In questo post dello Scorfano, insegnante di scuola secondaria superiore, c’è qualcosa che non mi convince, cioè la netta separazione istituita fra educazione intesa come insegnamento delle buone maniere, che sarebbe responsabilità esclusiva dei genitori o di chi ne fa le veci, e istruzione, ovvero trasmissione di saperi e competenze, che sarebbe responsabilità esclusiva degli insegnanti.
Una separazione così netta renderebbe paradossale il voto in condotta.
Dando per buona la distinzione, infatti, se si ritiene che il comportamento in classe sia un risultato dell’educazione, quindi responsabilità dei genitori, a che titolo gli insegnanti lo valutano con il voto in condotta? Non sarebbe più coerente abolirlo? Se invece si ritiene che il comportamento in classe sia responsabilità degli insegnanti, giustificando il voto in condotta, perché la scuola dovrebbe chiedere la collaborazione dei genitori quando gli alunni si comportano male? Non dovrebbero sbrigarsela gli insegnanti a colpi di cinque in condotta ai più maleducati?
L’esistenza in vita del voto in condotta suggerisce una visione meno manichea in cui educazione e istruzione sono due elementi di un processo più ampio, la formazione, dove i ruoli di attori diversi talvolta si sovrappongono. Quando i ruoli si sovrappongono nascono inevitabilmente conflitti, i famosi conflitti di competenza. Una volta accettata l’ineluttabilità del dissidio, non sarebbe più pratico che genitori e insegnanti collaborassero per comporre civilmente le controversie, anziché limitarsi all’antichissimo gioco dello scaricabarile?
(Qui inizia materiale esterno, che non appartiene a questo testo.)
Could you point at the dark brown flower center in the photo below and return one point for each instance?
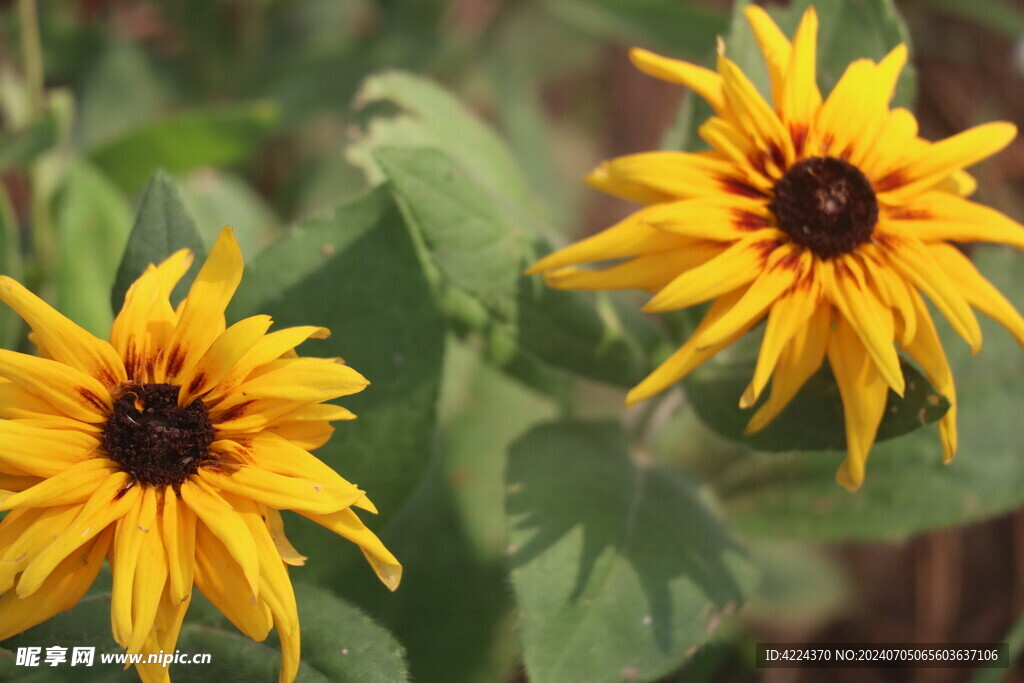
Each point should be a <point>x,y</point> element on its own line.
<point>825,205</point>
<point>155,440</point>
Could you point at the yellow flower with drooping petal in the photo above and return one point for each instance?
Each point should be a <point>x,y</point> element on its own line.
<point>830,217</point>
<point>171,451</point>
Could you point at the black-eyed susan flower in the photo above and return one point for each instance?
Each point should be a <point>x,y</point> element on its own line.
<point>829,217</point>
<point>170,451</point>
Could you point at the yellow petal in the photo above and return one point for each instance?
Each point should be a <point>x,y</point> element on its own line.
<point>726,138</point>
<point>756,117</point>
<point>936,161</point>
<point>979,292</point>
<point>43,453</point>
<point>894,137</point>
<point>849,291</point>
<point>347,524</point>
<point>218,517</point>
<point>129,335</point>
<point>74,484</point>
<point>17,402</point>
<point>863,392</point>
<point>275,589</point>
<point>69,390</point>
<point>670,174</point>
<point>218,360</point>
<point>895,292</point>
<point>202,317</point>
<point>719,218</point>
<point>65,341</point>
<point>301,380</point>
<point>151,578</point>
<point>940,216</point>
<point>914,262</point>
<point>303,433</point>
<point>24,534</point>
<point>273,454</point>
<point>62,589</point>
<point>800,359</point>
<point>734,267</point>
<point>111,501</point>
<point>284,493</point>
<point>124,559</point>
<point>704,82</point>
<point>847,115</point>
<point>275,525</point>
<point>687,356</point>
<point>269,347</point>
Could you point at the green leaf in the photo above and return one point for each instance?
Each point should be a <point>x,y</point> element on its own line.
<point>340,644</point>
<point>93,219</point>
<point>10,264</point>
<point>162,227</point>
<point>477,258</point>
<point>674,27</point>
<point>429,117</point>
<point>907,488</point>
<point>20,147</point>
<point>813,420</point>
<point>619,570</point>
<point>356,272</point>
<point>198,137</point>
<point>851,30</point>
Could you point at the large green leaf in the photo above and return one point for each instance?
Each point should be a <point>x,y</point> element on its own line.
<point>356,272</point>
<point>619,569</point>
<point>340,644</point>
<point>907,488</point>
<point>93,219</point>
<point>162,226</point>
<point>199,137</point>
<point>477,257</point>
<point>848,30</point>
Gioco qui riconducibile alla forma:
Genitore: caro insegnante, se mio figlio fa casino in classe è colpa tua che non sai mantenere la disciplina.
Insegnante: caro genitore, se tuo figlio fa casino in classe è colpa tua che non sai insegnargli l’educazione.
Non sarebbe più pratico, dico, darsi come obbiettivo comune un punto in cui genitori e insegnanti possano pronunciare all’unisono qualcosa di più sensato? Qualcosa del tipo: caro ragazzo, se fai casino in classe è possibile che con te non abbiamo lavorato bene. Aiutaci a capire se e come possiamo migliorare.
Tags: condotta, educazione, istruzione, scuola
Detto (molto tra parentesi) che io sono un antico sostenitore della necessità di abolire del tutto il voto in condotta, per me totalmente privo di senso (se non quello di alzare la media scolastica a tutti), detto questo, io non credo che tu dica cose lontane dal vero, anzi.
L’incontro che tu auspichi è esattamente quel che in teoria si prova a fare: ma ci si scontra con un problema tutt’altro che banale. Le idee molto diverse che si hanno sull’educazione e il comportamento. Non si riesce a dire, come scrivi tu, “caro ragazzo, se fai casino in classe è possibile che con te non abbiamo lavorato bene”, perchè spesso molti genitori (non tutti, naturalmente) pensano che non sia grave fare casino in classe. Che ia una fissazione dell’insegnante: il quale però ne ha davanti 30 e, se fanbno casino anche solo in 10, non si lavora più. Questo è il punto, in realtà. Una visione molto diversa di cosa sia l’educazione e di cosa comporti nella vita scolastica. Uno scollamento tra la scuola e la realtà che agisce ormai su vari piani, e anche su questo.
(Poi, solo per chiudere, il mio post voleva anche essere una risposta un po’ provocatoria a una lettera pubblicata su un giornale che mi aveva lasciato molte perplessità: io insegno in un liceo, non ho nessun problema di comportamento, con nessun alunno. Per fortuna mia.)
Siamo entrambi aproblematici, dunque, essendo io padre di due alunni non casinisti (come testimonia il buon voto in condotta di entrambi :-))
Per parte mia ho avuto modo di osservare che non solo la maggioranza dei genitori che ho incontrato durante la mia non brevissima carriera di padre pensa che fare casino in classe sia grave, ma lo pensa anche la maggioranza dei loro figli, i compagni di classe dei miei, che arrivano a casa letteralmente rintronati quando la minoranza rumorosa ha avuto agio di scatenarsi, e se ne lamentano.
Poi, certo, non mancano genitori che, più ancora che ritenere non grave il casino, se ne fregano o credono che non sia un problema loro (assecondando in questo l’idea di netta separazione fra il compito dei genitori e quello degli insegnanti).
Con questo, sia chiaro, non sto dicendo che hai le traveggole o che il problema non esista. Può darsi che sia io a vivere in un’isola felice dove il pro-casinismo è minoranza, ma può anche darsi che, se isole siffatte esistono, lo scollamento di cui parli non sia poi così generalizzato e incolmabile.